I wholeheartedly agree, and that is exactly the point that I was making.
Research from the Stroke Association shows that the NHS faces £1,300 of additional pressure for each person like Garry who does not receive life-after-stroke care, due to avoidable secondary strokes and other health complications. It is an injustice for stroke survivors who are suffering longer than they need to, for the taxpayer who could be paying less, and for the friends and families who often have no choice but to become unpaid carers to support stroke survivors, as my mum did for my dad after he suffered a stroke.
Unpaid carers currently bear 62% of the cost of prevalent strokes, with the NHS and social care bearing only a distant 9% and 22% respectively. Unpaid carers do a remarkable, important and often invisible job, and the Government must ensure they have access to the support that they need, including paid carer’s leave and a statutory guarantee of regular respite breaks.
There are not many easy answers when it comes to stroke. Constituents across Glastonbury and Somerton have written to me almost every month since my re-election because they are concerned about the closure of Yeovil district hospital hyper-acute services. It is right that steps are being taken to address the fact that 60% of people who arrive at hospitals do not get into a stroke unit quickly enough, so services are being reconfigured to provide patients with cutting-edge care in Dorchester or Taunton.
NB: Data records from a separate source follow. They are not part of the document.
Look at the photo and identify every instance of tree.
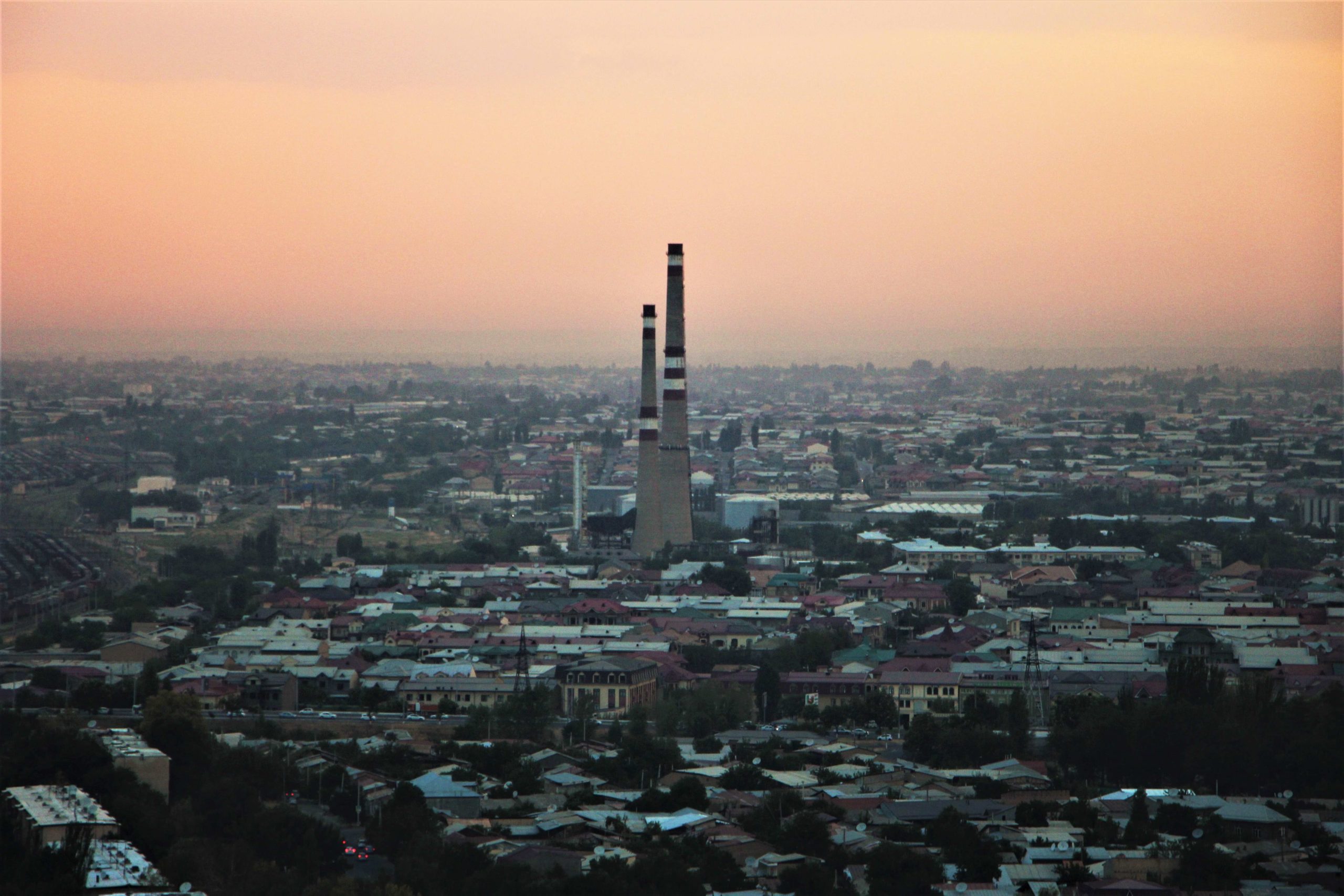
[867,844,942,896]
[775,811,831,857]
[929,807,999,882]
[668,775,710,809]
[140,690,215,790]
[1125,788,1157,846]
[753,665,780,721]
[336,532,364,560]
[854,690,899,730]
[700,563,751,598]
[943,575,980,617]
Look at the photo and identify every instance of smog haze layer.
[0,3,1344,367]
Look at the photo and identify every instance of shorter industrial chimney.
[631,305,664,556]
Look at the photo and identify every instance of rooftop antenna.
[513,622,532,693]
[1024,618,1046,728]
[570,440,586,545]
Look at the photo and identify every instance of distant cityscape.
[0,338,1344,896]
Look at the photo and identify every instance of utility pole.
[1023,618,1046,728]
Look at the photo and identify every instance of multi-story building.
[555,657,658,716]
[876,672,961,725]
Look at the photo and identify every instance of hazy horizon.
[0,3,1344,370]
[4,328,1344,379]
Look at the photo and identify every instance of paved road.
[23,707,466,725]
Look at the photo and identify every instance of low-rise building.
[4,785,121,849]
[90,728,172,799]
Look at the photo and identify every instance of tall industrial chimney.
[631,305,664,557]
[658,243,691,544]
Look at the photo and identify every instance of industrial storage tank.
[719,494,780,532]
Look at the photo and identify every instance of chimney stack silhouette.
[631,305,664,556]
[658,243,691,547]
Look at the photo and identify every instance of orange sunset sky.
[0,0,1344,364]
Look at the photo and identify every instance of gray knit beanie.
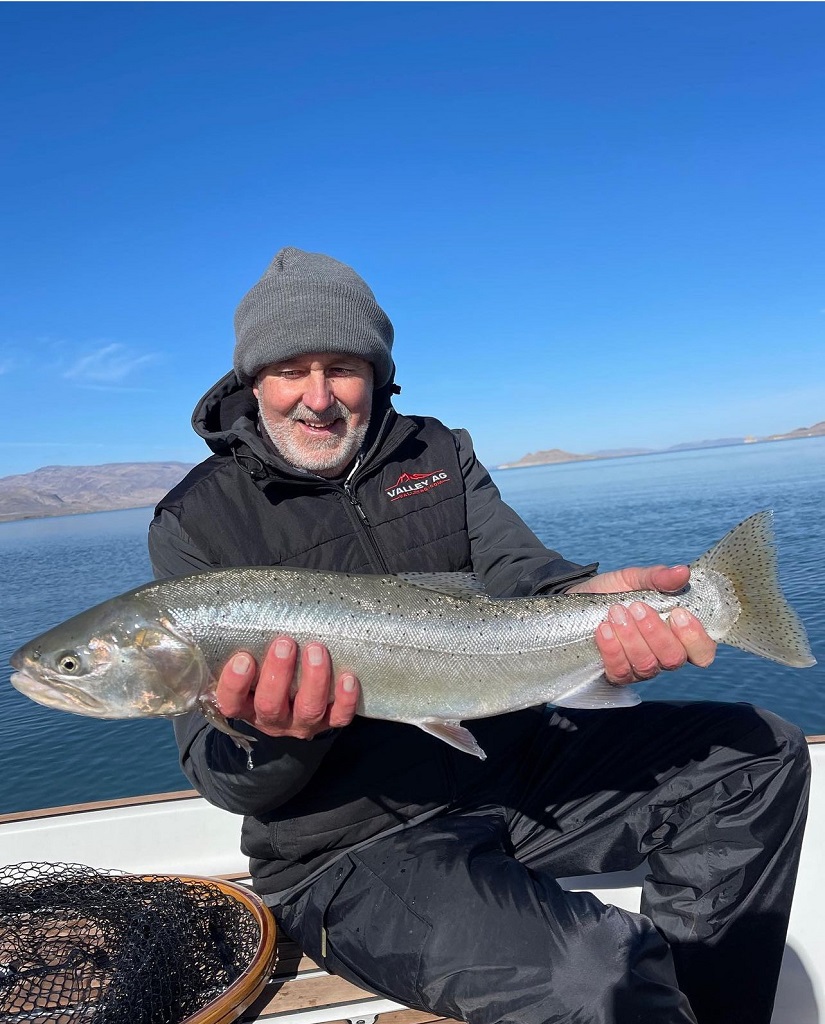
[234,248,393,388]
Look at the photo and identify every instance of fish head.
[11,598,212,719]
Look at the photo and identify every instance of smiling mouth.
[297,419,341,434]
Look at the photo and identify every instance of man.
[149,249,809,1024]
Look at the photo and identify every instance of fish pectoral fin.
[553,672,642,711]
[198,693,255,754]
[415,718,487,761]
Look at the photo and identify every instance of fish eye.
[57,650,82,676]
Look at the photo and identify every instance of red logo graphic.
[386,469,449,502]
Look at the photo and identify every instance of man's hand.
[215,637,360,739]
[568,565,717,684]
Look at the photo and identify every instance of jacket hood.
[191,370,398,468]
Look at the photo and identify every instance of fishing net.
[0,863,278,1024]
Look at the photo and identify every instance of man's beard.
[258,399,370,476]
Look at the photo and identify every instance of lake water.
[0,438,825,813]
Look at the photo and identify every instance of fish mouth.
[9,663,106,716]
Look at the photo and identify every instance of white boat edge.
[0,736,825,1024]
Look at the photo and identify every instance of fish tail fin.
[691,511,816,669]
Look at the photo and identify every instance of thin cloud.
[63,342,159,390]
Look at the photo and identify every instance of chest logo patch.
[385,469,449,502]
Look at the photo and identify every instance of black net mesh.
[0,863,260,1024]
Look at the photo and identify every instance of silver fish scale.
[134,567,737,721]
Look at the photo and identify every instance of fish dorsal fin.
[396,572,489,597]
[553,673,642,711]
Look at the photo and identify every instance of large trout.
[11,512,815,757]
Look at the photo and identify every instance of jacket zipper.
[344,455,390,572]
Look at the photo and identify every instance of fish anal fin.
[552,673,642,711]
[415,718,487,761]
[199,693,255,754]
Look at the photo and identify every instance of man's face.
[253,353,373,476]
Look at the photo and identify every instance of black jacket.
[149,374,595,897]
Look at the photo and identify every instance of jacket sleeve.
[453,430,599,597]
[149,509,336,814]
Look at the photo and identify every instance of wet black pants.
[278,702,810,1024]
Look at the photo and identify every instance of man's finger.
[215,651,258,718]
[608,602,661,679]
[292,643,333,735]
[642,565,690,594]
[627,601,688,678]
[668,608,717,669]
[254,637,298,728]
[596,623,636,686]
[330,673,361,729]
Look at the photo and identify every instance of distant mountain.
[0,462,191,521]
[496,420,825,469]
[498,449,598,469]
[759,420,825,441]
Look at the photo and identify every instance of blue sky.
[0,2,825,475]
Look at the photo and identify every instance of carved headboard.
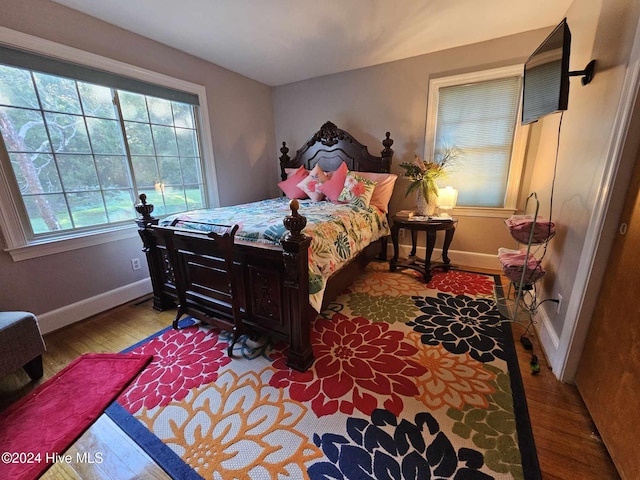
[280,122,393,180]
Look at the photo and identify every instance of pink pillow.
[338,172,376,208]
[320,162,349,203]
[358,172,398,213]
[278,166,309,199]
[284,166,309,178]
[297,165,327,202]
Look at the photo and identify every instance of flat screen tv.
[522,18,571,125]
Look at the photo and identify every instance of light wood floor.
[0,274,619,480]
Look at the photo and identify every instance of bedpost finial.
[289,198,300,217]
[280,142,291,166]
[134,193,155,223]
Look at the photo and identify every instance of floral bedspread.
[160,197,390,312]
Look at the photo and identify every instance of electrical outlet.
[556,294,562,313]
[131,258,140,270]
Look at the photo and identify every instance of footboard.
[138,200,314,371]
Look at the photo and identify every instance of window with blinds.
[425,67,526,208]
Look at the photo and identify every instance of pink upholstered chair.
[0,312,45,380]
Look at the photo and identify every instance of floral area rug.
[108,262,540,480]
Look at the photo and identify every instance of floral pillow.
[358,172,398,213]
[297,165,328,202]
[338,172,376,208]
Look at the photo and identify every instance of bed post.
[280,200,314,372]
[135,193,175,311]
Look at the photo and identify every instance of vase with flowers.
[400,147,459,215]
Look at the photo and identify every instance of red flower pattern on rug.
[118,327,231,414]
[269,313,426,417]
[427,270,494,295]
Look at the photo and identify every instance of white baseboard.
[387,246,502,270]
[38,278,153,334]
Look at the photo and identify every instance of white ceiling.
[54,0,573,86]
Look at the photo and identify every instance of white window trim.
[0,27,220,261]
[424,65,529,218]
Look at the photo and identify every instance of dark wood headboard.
[280,122,393,180]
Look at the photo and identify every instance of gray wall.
[527,0,640,381]
[0,0,276,329]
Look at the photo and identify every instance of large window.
[0,32,218,258]
[425,66,526,209]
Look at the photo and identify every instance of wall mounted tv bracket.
[567,60,596,85]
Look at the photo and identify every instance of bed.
[136,122,395,371]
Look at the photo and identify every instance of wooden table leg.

By concentrating hyper-acute services, wards can process patients more quickly, which is so important when caring for patients suffering from a stroke. After critical care has been provided, patients will be moved back to services closer to their home, such as Yeovil, so that family and friends will be able to visit their loved ones there rather than in critical care further away. I can understand why people are scared of potentially having to travel further in an emergency when response times are so poor. In fact, with an average response time of 42 minutes and 50 seconds, people in Somerset wait longer for an ambulance than anywhere else in England. For every minute a stroke is left untreated, nearly 2 million brain cells die, so fast ambulance response times are necessary for getting stroke patients lifesaving, disability-reducing treatments in time.